Rep. Duncan Kilmartin of Newport City opted to use his time to speak about State Treasurer Wendy Wilton instead of himself.
He called Wilton a “Godsend on illuminating the lies and deceit on Shumlin’s healthcare proposal,” said Kilmartin. “She has integrity, she has transparency and she thinks.” Wilton’s husband, Chuck Wilton, represented his wife at the gathering.
The reason the region doesn’t have qualified people to fill high skilled and high paying jobs is because it lost two generations who moved out of the area, Kilmartin said.
Rep. Mike Marcotte of Coventry talked about a woman who earned her college degree, but declined a raise because she would lose her government assistance and the raise would still be less than her subsidies. He also said anyone who makes a few cents above the cap loses his or her benefits.

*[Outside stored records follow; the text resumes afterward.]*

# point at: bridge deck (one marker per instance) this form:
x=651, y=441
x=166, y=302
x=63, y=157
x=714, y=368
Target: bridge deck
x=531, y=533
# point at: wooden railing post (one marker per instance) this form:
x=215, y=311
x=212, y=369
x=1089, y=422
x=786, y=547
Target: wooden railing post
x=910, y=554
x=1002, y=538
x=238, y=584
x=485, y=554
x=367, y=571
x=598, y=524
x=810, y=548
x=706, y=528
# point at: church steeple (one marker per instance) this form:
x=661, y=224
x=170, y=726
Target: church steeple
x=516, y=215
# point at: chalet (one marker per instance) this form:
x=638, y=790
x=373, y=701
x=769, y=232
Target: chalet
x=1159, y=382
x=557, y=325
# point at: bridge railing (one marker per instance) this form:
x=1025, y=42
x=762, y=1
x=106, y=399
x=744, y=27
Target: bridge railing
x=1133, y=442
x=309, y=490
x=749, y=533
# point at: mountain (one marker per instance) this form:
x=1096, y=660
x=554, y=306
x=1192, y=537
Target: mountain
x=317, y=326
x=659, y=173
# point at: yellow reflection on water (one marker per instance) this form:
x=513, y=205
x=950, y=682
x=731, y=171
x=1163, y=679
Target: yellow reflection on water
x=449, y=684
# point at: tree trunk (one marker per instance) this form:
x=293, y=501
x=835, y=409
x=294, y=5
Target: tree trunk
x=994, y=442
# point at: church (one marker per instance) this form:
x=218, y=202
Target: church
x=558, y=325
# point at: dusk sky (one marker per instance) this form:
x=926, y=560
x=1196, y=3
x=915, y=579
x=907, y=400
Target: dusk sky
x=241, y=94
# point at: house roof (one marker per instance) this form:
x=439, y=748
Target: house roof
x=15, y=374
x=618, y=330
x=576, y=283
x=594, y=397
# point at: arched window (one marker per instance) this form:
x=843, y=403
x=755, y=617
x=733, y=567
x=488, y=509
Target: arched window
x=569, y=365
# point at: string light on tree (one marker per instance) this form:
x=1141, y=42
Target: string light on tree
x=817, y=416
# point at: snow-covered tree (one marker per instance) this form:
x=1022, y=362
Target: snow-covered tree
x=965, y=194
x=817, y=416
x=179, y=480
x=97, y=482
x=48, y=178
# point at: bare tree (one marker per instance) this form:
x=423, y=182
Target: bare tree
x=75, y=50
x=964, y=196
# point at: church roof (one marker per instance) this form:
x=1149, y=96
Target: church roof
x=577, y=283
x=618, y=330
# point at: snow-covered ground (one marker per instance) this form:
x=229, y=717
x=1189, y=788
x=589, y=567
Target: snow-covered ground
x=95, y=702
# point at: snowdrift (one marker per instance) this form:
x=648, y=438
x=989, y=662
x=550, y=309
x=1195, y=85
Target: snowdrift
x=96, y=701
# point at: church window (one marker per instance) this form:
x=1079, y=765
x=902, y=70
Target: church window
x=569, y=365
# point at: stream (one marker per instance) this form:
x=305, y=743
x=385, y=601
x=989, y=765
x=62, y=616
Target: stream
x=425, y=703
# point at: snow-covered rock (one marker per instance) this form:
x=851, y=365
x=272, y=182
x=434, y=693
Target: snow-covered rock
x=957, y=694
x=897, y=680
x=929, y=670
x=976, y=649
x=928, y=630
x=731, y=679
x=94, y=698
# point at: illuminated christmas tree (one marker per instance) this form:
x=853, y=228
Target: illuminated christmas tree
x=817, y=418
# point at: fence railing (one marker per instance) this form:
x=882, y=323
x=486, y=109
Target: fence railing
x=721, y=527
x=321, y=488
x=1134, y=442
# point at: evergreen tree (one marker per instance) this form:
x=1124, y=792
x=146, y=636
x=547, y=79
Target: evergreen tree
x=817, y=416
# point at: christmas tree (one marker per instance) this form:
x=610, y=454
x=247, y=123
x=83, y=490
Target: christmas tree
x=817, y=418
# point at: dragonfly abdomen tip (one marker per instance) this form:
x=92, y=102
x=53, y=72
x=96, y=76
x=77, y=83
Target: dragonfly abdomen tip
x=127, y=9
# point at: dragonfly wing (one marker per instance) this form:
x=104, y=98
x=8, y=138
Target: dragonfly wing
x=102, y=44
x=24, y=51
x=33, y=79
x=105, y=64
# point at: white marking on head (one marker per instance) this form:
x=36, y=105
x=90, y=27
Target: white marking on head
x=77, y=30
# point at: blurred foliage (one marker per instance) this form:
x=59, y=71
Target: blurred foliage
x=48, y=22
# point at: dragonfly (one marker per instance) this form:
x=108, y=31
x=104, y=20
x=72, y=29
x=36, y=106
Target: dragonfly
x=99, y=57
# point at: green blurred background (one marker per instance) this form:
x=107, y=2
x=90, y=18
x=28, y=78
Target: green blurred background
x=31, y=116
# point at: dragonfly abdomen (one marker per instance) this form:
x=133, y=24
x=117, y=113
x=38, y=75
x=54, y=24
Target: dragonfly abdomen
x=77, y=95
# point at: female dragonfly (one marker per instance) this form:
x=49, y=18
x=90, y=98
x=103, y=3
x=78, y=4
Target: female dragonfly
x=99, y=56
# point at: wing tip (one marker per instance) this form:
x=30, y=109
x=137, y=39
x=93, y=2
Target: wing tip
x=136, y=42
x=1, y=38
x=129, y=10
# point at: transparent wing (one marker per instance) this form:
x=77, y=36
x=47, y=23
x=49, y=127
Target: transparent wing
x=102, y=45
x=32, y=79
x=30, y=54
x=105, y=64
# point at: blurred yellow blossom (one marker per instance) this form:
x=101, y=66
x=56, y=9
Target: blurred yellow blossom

“Are we helping people up?” asked Marcotte? “No, we’re not; we’re pushing them down, we’re oppressing them. We need to change that system. That system has to work in order to bring these people up. We need a graduated step. As these people earn more money, we reduce their subsidy, we don’t cut them off.”
Rep. Mark Higley of Lowell wants to make it as reasonable as possible for people to live and work in Vermont. He said a service tax could affect a lot of area businesses, including individuals like beauticians and those who do lawn care. He said the owners of potential businesses are looking at other states that are more welcoming. The best thing to help the welfare system is to have a good economy.
The state needs mental health coverage, programs for senior citizens, and more money to cover everything, Rep. Lynn Batchelor of Derby said.
The state also needs a moratorium and and a step back from industrial wind projects, to sees what they will do or won’t do and to see whom those projects will benefit besides developers, said Batchelor.
Rep. Vicki Strong of Albany said she thinks about whether a bill will affect her constituents and local businesses and votes according to fiscal responsibility and constitutional principles.
Loren Shaw of Derby, who left the legislature for personal reasons in 2008 after serving for eight years, is seeking his former seat currently held by Lewis. Shaw called his first time at the State House “exciting.” Shaw said he would be watching out of businesses.
“I hate new laws,” said Shaw “I think we need less laws.” Shaw is also against high taxes and fees. “I’m ready to go,” he said. “I’m ready to rumble with these guys down there.”